Perfect. Yes, I saw that in 2008, 2009, there might have been some sort of agreement with the government where you had raised prices a bit, or maybe I'm misremembering that.
You know what, honestly, you're probably misremembering it a little bit. There was a situation at that time, remembering we were Crown Corporation owned by the government and there was some policy choices that the government was making at the time, which actually lowered fees, not raised during that time. So if you looked historically at our financials in that time period, there was a bit of an impact on the financial crisis, but there was also the impact of some fees that got lowered through a policy choice. But remember, that was a different time. That was when ISC was a Crown Corporation owned by the government and they're certainly under -- we're under a different sort of contractual relationship with the government now.
Fair enough. And then I just had one more around the closing of the in-person regional centers. I know that you closed one permanently in October. And I was just wondering how many more of those do you think could be closed? As you said, I mean, most of your business is now online and through call centers.
Great question, Stephanie. We actually closed 3, to be clear. And so we -- 3 centers that had the lowest walk-in traffic. It really was a statement, a response, if you will, to the evolution of the business that the amount of walk-in traffic, walk-in customer traffic, it's diminishing. And it's diminishing in today's world. It is certainly diminishing in the businesses that we operate as more and more services are available online and more and more customers adopt them. To answer the question, how many more could we? I think that depends on the evolution of the business and the responsiveness of what happens with our customers. We'll continue to assess that around efficiency.

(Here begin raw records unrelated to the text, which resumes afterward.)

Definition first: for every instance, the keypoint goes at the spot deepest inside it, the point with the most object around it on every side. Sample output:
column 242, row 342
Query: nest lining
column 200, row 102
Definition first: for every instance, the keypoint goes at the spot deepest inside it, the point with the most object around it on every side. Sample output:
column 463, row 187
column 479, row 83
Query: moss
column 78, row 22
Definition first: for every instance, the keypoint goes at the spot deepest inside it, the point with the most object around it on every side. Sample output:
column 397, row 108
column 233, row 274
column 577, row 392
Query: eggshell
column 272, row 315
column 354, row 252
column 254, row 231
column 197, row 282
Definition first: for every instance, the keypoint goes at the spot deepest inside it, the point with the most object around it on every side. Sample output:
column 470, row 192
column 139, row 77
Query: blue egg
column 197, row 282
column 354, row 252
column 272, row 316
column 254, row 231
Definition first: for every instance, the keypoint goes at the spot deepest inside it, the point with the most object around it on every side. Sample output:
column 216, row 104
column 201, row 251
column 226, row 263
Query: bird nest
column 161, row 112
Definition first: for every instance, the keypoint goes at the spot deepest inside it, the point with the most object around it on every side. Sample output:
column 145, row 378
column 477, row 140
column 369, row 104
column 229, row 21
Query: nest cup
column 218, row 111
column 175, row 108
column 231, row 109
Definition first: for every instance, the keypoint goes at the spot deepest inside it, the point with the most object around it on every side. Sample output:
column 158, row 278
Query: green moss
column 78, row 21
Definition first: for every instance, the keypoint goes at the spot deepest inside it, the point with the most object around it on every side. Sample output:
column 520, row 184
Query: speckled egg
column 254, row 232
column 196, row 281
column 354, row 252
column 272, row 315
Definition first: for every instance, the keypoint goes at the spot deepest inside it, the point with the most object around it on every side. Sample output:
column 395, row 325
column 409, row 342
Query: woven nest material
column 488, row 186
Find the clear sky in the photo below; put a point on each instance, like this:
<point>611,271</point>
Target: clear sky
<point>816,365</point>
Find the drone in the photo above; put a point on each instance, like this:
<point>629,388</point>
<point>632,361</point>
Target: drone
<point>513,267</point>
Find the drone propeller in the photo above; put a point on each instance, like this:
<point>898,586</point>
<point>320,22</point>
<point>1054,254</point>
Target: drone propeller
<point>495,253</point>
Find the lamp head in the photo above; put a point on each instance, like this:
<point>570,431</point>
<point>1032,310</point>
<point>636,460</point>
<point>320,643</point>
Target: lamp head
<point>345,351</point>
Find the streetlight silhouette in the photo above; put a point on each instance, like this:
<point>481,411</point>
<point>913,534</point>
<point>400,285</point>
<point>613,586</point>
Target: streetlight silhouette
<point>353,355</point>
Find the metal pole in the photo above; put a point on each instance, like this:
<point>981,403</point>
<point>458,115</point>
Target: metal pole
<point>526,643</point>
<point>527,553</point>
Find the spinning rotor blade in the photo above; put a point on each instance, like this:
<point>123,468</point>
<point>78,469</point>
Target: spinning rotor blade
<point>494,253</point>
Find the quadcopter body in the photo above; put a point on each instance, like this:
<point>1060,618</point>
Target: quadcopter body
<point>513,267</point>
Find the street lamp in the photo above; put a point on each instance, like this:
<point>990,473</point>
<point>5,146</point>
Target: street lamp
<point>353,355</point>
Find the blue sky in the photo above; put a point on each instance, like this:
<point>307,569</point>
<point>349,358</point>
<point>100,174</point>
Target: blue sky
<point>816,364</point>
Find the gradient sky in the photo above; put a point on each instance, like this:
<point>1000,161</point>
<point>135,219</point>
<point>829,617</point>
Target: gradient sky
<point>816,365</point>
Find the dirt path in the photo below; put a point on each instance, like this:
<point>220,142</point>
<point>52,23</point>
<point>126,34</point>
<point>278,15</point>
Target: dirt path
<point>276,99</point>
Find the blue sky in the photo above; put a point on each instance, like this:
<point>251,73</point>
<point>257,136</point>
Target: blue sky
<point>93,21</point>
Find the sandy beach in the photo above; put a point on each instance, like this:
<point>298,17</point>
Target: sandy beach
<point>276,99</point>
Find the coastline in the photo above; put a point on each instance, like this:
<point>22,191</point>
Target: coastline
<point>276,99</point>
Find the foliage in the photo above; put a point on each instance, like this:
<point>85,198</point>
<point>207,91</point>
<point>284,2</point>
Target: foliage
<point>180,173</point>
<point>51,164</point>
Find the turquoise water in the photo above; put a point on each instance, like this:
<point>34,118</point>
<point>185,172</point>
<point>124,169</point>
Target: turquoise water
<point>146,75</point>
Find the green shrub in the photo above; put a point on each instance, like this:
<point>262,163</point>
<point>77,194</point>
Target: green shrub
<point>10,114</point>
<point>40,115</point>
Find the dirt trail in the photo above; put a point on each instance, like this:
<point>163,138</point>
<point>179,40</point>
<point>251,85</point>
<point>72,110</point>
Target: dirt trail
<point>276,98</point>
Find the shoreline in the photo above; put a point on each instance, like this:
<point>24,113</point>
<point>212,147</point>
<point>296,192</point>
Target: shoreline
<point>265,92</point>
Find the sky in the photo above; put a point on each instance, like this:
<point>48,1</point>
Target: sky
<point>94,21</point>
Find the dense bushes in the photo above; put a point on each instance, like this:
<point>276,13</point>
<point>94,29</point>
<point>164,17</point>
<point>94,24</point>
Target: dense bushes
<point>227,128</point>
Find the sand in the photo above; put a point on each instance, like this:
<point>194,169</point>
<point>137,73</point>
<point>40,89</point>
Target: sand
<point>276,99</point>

But we'll also assess it around customer need and ensuring that we're meeting the customers' needs as well as that balance of efficiency. So at this point, we don't have plans to close further. But that's something we're -- we'll always continue to take a look at the best service delivery models that meet the customer needs and are efficient and effective. And so I don't have an answer to your question how many more we could because, right now, we're not closing anymore, but we did close 3 last year.
I'm not showing any further questions at this time. I would now like to turn the call back over to Jonathan Hackshaw for any further remarks.
Thank you, Joelle. With no further questions, I'd like to thank all of you for joining us on today's call, and we look forward to speaking to you again when we report next. Have a good day.
Ladies and gentlemen, this concludes today's conference call. Thank you for participating. You may now disconnect.